Overview of Metadata Physical Layout in PE Files | The Common Language Infrastructure Annotated Standard (Microsoft. NET Development Series)

Section 23 of Partition II describes how the metadata is laid out in PE files. If you look at a dump of a file, the sections relating to the PE file format are described in section 24, and the metadata sections are described in section 23.

Metadata can be stored in either a code or a data segment. From the point of view of the operating system, it is simply a part of that segment. The data is mapped in or not mapped in, depending on whether the segment is to be loaded into memory. At execution time, the metadata is designed to be read-only, and never contains executable code. Presently, Microsoft compilers store the metadata in the code segment, where it is executable but read-only, rather than in its own isolated segment. The standard does not require this, however, and implementations should be prepared to find the metadata anywhere.

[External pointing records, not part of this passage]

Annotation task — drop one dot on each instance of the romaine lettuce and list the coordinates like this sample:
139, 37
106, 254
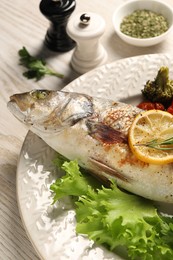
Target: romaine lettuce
114, 218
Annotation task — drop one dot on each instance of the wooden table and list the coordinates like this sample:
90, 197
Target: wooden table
22, 24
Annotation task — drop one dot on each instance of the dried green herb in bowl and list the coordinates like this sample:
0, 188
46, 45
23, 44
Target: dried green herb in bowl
144, 24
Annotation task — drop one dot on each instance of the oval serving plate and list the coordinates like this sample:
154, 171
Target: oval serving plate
51, 228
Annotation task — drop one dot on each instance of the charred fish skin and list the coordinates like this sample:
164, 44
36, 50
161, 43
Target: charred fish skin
95, 132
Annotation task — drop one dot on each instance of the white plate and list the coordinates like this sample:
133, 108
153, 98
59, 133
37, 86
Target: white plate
51, 229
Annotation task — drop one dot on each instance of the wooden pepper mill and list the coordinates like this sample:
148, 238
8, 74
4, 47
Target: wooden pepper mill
58, 13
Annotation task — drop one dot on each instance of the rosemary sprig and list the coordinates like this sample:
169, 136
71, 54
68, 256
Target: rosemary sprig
166, 144
36, 68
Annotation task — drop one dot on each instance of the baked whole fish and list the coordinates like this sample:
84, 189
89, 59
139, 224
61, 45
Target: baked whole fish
95, 132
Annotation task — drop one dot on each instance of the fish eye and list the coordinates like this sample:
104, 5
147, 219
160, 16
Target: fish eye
39, 94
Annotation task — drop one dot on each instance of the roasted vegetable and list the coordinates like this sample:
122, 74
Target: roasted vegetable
160, 89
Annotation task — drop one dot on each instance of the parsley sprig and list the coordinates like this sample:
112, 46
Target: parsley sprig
36, 67
166, 144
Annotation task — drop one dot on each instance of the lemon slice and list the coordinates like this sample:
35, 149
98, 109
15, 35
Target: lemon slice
147, 131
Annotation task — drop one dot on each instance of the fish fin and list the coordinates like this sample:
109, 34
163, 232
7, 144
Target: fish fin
105, 133
100, 167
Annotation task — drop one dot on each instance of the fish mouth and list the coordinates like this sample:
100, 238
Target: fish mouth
15, 110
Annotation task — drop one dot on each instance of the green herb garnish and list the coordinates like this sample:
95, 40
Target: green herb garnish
115, 218
36, 67
166, 144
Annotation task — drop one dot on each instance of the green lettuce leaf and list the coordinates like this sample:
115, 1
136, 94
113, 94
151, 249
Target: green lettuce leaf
115, 218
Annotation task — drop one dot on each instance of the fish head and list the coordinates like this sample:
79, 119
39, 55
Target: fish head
49, 111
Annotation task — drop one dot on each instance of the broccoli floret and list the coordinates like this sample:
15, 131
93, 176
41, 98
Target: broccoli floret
161, 89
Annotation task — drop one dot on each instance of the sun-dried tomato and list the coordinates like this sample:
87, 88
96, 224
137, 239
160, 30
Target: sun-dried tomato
151, 105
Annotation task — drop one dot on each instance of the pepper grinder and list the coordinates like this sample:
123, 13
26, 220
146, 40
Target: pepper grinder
58, 13
86, 29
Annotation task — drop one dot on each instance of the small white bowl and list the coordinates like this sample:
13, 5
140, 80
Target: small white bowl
152, 5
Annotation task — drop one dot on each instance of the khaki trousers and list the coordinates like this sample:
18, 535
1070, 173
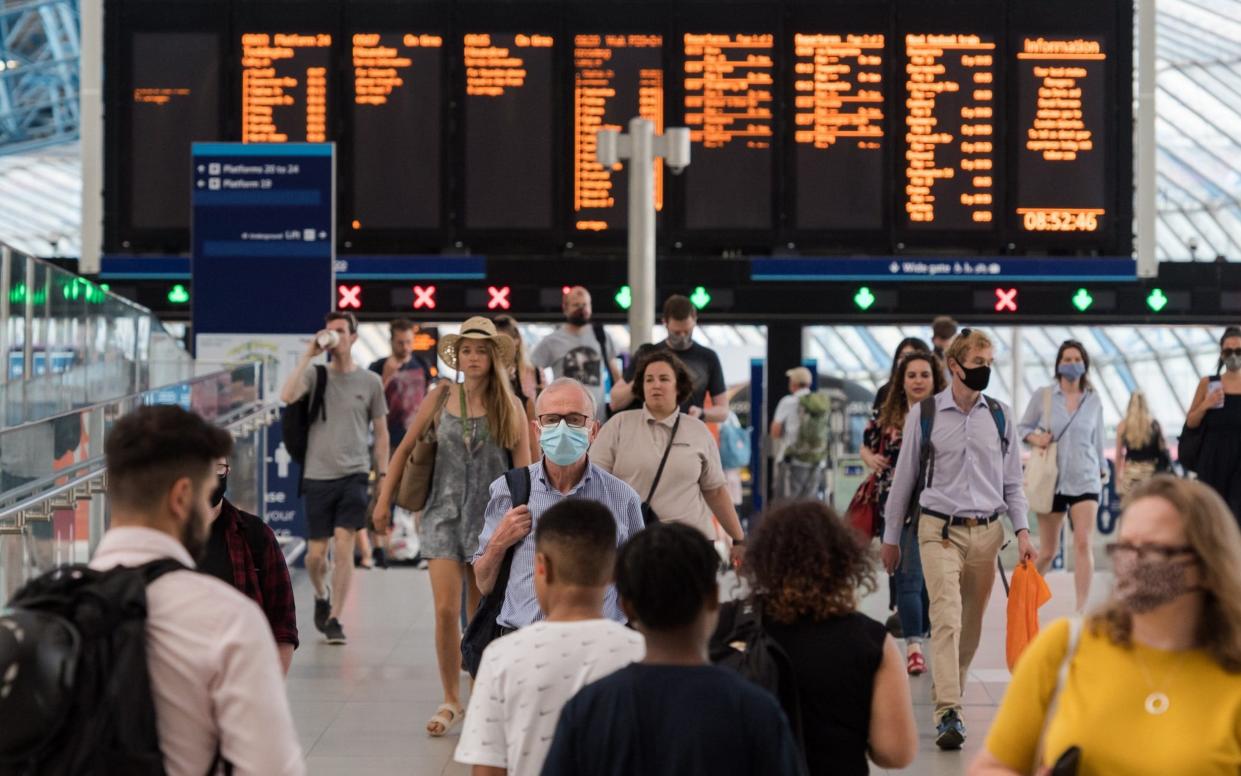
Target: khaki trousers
959, 575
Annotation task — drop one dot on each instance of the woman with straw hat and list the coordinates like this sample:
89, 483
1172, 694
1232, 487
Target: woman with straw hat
480, 432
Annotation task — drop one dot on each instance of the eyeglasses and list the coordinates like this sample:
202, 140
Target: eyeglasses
1148, 550
573, 420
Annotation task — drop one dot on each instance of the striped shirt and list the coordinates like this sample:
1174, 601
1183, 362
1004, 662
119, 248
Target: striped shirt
520, 605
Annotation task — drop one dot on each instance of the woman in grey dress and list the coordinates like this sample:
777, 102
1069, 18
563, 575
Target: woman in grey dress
480, 431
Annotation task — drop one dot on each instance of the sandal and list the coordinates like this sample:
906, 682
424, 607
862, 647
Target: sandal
916, 664
447, 715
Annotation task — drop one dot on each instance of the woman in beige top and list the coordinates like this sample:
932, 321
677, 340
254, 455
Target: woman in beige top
631, 445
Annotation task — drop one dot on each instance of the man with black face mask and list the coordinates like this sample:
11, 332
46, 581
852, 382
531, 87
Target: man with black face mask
243, 551
215, 678
680, 318
972, 476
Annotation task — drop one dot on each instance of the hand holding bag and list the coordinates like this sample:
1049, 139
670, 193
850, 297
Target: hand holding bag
1041, 469
648, 513
420, 467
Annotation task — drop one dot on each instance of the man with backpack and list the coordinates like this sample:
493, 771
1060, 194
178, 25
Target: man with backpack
580, 349
958, 471
346, 406
139, 664
801, 424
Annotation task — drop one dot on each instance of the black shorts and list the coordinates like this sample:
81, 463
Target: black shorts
335, 503
1061, 503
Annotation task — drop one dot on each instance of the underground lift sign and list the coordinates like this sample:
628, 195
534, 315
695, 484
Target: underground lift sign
263, 240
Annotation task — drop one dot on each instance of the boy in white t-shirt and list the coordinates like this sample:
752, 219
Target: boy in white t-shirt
528, 676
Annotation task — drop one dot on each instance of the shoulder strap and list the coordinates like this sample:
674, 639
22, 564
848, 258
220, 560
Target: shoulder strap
1000, 421
318, 404
663, 461
1075, 632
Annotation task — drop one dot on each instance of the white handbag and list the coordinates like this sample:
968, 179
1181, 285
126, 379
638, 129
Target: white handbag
1041, 469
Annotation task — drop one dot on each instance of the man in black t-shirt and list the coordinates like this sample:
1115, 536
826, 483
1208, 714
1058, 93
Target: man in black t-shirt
672, 713
680, 318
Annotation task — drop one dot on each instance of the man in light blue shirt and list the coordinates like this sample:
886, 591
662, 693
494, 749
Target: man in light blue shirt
565, 422
973, 476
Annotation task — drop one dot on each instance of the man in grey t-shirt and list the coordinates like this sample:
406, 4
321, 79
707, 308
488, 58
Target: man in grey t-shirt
573, 350
338, 466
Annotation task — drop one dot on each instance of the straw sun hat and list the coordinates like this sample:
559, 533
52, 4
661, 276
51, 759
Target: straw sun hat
477, 328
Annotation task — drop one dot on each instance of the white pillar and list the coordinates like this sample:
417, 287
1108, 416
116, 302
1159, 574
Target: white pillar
91, 133
642, 230
1144, 144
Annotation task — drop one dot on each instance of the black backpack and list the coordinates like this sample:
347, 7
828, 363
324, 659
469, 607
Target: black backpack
741, 643
297, 417
75, 692
483, 628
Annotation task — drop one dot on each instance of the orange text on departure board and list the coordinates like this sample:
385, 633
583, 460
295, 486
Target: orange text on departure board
839, 90
379, 68
1059, 132
593, 90
492, 71
729, 90
268, 80
928, 130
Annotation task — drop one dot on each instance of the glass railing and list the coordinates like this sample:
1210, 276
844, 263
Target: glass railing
52, 509
73, 340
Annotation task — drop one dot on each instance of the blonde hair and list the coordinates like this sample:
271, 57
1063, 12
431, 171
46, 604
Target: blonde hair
498, 397
967, 342
1138, 424
1213, 533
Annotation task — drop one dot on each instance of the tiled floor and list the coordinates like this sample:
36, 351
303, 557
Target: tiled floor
361, 708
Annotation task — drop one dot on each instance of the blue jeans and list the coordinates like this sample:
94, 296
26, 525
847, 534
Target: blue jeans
912, 602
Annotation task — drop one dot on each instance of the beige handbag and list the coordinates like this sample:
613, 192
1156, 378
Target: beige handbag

The on-disk representation of metadata is stored in streams representing the metadata tables and heaps. It reflects the logical layout described in sections 21 and 22 of Partition II.

The standard deliberately describes only those parts of the format that are intended to be portable i.e., code that has been completely written and is ready for execution. The standard describes the format needed to transfer such a program. Microsoft compilers typically integrate into a build environment that produces intermediate versions that are not ready for direct execution. These contain additional metadata streams and do not always contain the streams that are described in the standard. In particular, there is a so-called "hard-optimized" metadata format that some compilers use when they produce debugging output or output that is intended to go through a linker. That part of the file format is evolving rapidly, is not portable, and is not intended to be standardized.

As the standard says, metadata is stored in two kinds of structures tables (arrays of records) and heaps. The tables, the physical representation of the logical metadata tables, are stored as streams in a stream designated "#~". These tables and their schemata are described in detail in section 21 of Partition II.

There are four heaps in any module: String, Blob, Userstring, and Guid.

The String heap stores identifiers for the tables. For example, the names of types and their members are stored in the String heap.

The Blob heap stores the blobs, chunks of binary data of a known size associated with metadata. Blobs are accessed using the offset of the start of the blob into the Blob heap. The only way to understand the format of a blob is to know where that offset came from. For example, in the metadata table for member definitions, one of the columns is the signature of the member. That will be an offset into the Blob heap; the format for that blob will be the MemberDefSignature.

The Userstring heap stores strings specified by a programmer, such as double-quoted strings in source code.

The Guid heap is an array of GUIDs, each 16 bytes wide. Its first element is numbered 1, its second 2, and so on.

The first three are byte arrays (so valid indexes into these heaps might be 0, 23, 25, 39, etc.). At present, only a single GUID is used in the CLI. It had been thought that the GUIDs would be used more, but that has not been the case.